Agree with Josh about the flat frame. The vignetting pattern in a flat is due to the baffles and the lens cell aperture relative to the sensor location in the tube. The focal plane tilt is related to the orthogonality of the various adapters. Two different types of surfaces doing completely uncorrelated things, which leads to uncorrelated measurements. They only happen to look correlated when everything is setup perfectly!

Your rotation test was good. The wandering you see is likely the gear play that must be present in any moving system. I see about 5mm of radial runout in your movie (call it 6 mm to make the math easier), so that gives 6 mm / 6 m = 1 mrad of runout, which is 206". That should be OK at f/7 with an APS chip.

What is the distance from the rotator to the sensor? That number in millimeters times 1 mrad runout will equal the radius of the orbit on the CCD in microns. I'll guess for now ~40 mm. So the orbit on the CCD could be 40 um or about 7 pixels (KAF16200?). Much smaller than your picture previously IIRC. So not a worry at the moment.
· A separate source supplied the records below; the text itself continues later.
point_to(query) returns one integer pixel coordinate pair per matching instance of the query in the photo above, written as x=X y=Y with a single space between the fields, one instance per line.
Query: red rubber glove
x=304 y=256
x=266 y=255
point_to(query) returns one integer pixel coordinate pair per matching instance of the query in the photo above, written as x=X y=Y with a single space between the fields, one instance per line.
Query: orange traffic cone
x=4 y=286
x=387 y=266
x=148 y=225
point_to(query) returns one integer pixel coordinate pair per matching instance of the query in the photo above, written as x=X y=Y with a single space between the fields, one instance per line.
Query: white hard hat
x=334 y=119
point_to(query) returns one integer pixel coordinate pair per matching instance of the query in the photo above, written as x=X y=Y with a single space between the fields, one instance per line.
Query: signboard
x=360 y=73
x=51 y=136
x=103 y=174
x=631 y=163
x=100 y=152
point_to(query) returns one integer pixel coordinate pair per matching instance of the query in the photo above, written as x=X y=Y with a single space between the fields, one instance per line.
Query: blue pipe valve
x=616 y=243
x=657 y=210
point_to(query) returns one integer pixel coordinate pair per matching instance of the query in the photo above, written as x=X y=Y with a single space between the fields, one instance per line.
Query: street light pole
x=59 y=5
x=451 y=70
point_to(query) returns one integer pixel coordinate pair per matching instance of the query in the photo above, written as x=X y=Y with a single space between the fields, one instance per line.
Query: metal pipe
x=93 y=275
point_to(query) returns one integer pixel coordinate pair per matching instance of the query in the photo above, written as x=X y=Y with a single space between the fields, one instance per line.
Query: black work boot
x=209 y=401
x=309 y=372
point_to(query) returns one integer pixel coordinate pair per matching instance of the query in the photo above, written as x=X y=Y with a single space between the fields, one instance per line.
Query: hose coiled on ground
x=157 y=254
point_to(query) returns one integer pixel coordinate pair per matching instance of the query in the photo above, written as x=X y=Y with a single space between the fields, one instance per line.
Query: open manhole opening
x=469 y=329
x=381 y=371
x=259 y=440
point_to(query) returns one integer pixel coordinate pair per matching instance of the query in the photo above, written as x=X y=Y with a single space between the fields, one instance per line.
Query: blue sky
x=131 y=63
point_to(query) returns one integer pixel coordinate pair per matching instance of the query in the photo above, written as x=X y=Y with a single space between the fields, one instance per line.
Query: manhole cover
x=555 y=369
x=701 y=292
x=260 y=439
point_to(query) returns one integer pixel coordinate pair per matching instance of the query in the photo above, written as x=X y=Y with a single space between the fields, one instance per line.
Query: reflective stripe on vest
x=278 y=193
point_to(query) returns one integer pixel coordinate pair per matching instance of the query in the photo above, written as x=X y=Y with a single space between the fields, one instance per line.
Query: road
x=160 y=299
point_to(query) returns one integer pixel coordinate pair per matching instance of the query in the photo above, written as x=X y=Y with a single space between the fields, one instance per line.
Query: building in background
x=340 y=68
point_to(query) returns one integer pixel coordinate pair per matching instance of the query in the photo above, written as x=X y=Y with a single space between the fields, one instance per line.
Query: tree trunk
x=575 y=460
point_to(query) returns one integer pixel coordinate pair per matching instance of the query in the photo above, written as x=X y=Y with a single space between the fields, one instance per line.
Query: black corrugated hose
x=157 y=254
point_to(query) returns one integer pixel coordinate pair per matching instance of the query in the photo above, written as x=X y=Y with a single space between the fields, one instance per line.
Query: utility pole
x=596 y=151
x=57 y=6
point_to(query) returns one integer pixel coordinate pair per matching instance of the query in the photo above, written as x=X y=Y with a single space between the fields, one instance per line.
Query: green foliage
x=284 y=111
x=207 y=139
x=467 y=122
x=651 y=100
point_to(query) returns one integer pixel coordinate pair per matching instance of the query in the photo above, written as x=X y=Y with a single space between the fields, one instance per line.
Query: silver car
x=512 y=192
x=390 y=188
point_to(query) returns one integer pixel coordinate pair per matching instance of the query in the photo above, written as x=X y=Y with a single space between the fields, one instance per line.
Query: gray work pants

So you can try to mount the rotator with the laser in it to point at the center of the primary lens with paper cover as you described previously. That sorta helps, I'm just not sure how precise it will be. When shimming you will be at the few mrads level in resolution, that corresponds to less than 2mm offset of your laser dot on your objective.

BTW where is the flattener in all this, before or after the rotator? You could post a pic of the optical train if you like, that might help in the conversation.